Two steps finish the attention computation after the dot products: dividing by sqrt(d_k) to prevent softmax collapse, then multiplying by V to blend information across tokens. The scaling factor has an elegant statistical justification. The @ V step is where attention stops being a similarity measure and starts being actual communication.
Q: Why divide by sqrt(d_k)?
When d_k is large, dot products produce large numbers, which makes softmax collapse into a near one-hot distribution:
softmax([2.0, 1.0, 1.0]) → [0.50, 0.25, 0.25] ← spread out
softmax([20, 10, 10]) → [0.99, 0.005, 0.005] ← almost all on one token
softmax([200, 100, 100]) → [1.00, 0.00, 0.00] ← completely concentrated
If each token only attends to one other token, it can’t gather context from multiple relevant tokens simultaneously. Dividing by sqrt(d_k) brings values back into a range where softmax produces a smooth distribution.

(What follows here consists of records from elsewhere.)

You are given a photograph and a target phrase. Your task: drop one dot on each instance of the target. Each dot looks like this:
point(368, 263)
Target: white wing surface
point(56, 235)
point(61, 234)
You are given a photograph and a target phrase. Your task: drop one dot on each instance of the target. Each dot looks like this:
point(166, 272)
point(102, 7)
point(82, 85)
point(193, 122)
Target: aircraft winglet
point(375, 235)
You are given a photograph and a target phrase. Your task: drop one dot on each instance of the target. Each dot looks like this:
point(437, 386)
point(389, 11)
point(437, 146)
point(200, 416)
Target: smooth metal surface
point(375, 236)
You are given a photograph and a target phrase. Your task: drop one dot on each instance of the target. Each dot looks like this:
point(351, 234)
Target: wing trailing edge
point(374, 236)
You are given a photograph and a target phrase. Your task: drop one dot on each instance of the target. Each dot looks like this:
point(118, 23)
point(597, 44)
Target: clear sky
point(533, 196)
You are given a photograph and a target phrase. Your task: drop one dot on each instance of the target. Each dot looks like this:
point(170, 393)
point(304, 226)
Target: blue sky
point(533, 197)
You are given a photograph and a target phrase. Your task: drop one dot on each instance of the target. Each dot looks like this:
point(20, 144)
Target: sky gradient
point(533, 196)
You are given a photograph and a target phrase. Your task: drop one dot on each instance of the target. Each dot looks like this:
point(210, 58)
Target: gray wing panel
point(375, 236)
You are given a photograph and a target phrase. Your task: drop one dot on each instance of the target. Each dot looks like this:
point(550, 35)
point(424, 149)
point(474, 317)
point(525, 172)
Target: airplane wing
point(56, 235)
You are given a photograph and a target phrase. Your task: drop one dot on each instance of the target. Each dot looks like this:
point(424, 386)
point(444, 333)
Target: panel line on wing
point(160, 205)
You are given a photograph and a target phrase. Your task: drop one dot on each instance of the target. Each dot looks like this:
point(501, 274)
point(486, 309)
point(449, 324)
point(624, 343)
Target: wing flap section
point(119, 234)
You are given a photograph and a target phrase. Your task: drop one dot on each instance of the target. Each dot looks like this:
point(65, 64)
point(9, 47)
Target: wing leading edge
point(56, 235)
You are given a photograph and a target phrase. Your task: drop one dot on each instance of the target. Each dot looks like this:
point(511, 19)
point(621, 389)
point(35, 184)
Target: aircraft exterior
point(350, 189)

Without scaling (d_k=512): dot products ≈ [200, 100, 100]
softmax → [1.00, 0.00, 0.00]
With scaling (÷√512≈22.6): scaled ≈ [8.8, 4.4, 4.4]
softmax → [0.90, 0.05, 0.05]
Q: Why specifically sqrt(d_k) and not d_k^(2/3) or some other power?
It’s not arbitrary — there’s a clean statistical derivation. Assume elements of Q and K are independent random variables with mean 0 and variance 1. The dot product of two vectors of dimension d_k is:
dot product = q₁k₁ + q₂k₂ + ... + q_dk k_dk
Each term qᵢkᵢ has variance 1 (product of two unit-variance variables).
Summing d_k such terms:
mean of dot product = 0
variance of dot product = d_k
standard deviation = sqrt(d_k)
Dividing by sqrt(d_k) rescales the variance back to 1:
var(dot product / sqrt(d_k)) = d_k / d_k = 1
Any other power either over-corrects or under-corrects:
divide by d_k^(1/3): variance = d_k / d_k^(2/3) = d_k^(1/3) ← still grows
divide by d_k^(2/3): variance = d_k / d_k^(4/3) = d_k^(-1/3) ← shrinks toward 0
divide by d_k^(1/2): variance = d_k / d_k = 1 ← exactly right
sqrt(d_k) is the exact normalizer that gives unit variance under standard initialization assumptions.
Q: What does softmax do after scaling?
Softmax normalizes each row of the (N, N) score matrix into a probability distribution:
Raw scores after scaling:
dog bites man
dog [ 1.25, 0.80, -0.20]
bites[ 0.80, 1.09, -0.40]
man [ -0.20, -0.40, 1.16]
After softmax (each row sums to 1):
dog bites man
dog [ 0.44, 0.35, 0.21]
bites[ 0.38, 0.41, 0.21]
man [ 0.19, 0.15, 0.66]
Each row is a probability distribution saying “how much should this token attend to each other token.”
Q: What is V and how is it different from the token embedding?
V = X @ W_V — it’s a learned projection of X, not the raw embedding. X contains everything about a token. V is a filtered version that selects what information to transmit.
Analogy: A person’s full resume (X) contains everything — hobbies, address, education. But when responding to your query about databases, they give you a filtered subset (V) — just the relevant database knowledge. W_V is the filter that learns what’s worth passing along.
Q: What does the @ V step do?
It computes a weighted blend of all tokens’ value vectors for each token.
V (value vectors for each token):
[[0.9, 0.1, -0.3, 0.5], ← v_dog
[0.2, 0.8, 0.1, -0.4], ← v_bites
[0.4, -0.2, 0.7, 0.3]] ← v_man
For "dog" (using attention weights from row 0):
output_dog = 0.44 × v_dog + 0.35 × v_bites + 0.21 × v_man
= 0.44 × [0.9, 0.1, -0.3, 0.5]
+ 0.35 × [0.2, 0.8, 0.1,-0.4]
+ 0.21 × [0.4,-0.2, 0.7, 0.3]
= [0.550, 0.282, 0.050, 0.143]
“Dog” gets 44% of its own information, 35% of “bites“‘s information, and 21% of “man“‘s information, mixed into a single new vector.
Q: What’s the point of this blending?
Before attention, “dog” only knew about itself. After attention, “dog” has gathered context from the entire sentence. In a real trained model, this is how “it” learns to pull information from “cat” 10 tokens back, or how “sat” learns that its subject is “dog.”
Each token’s output is a cocktail of information from all the tokens it finds relevant. That’s the core idea of attention.
Q: What are the input and output shapes of the full attention operation?
X_final → (N, d_model) raw input
Q, K, V = X @ W_Q, W_K, W_V → each (N, d_model) three projections
Q @ K^T / sqrt(d_k) → (N, N) raw similarity scores
softmax(...) → (N, N) attention weights
weights @ V → (N, d_model) context-aware output
Input is (N, d_model), output is (N, d_model). Same shape — but now every token’s vector contains information from the tokens it attended to.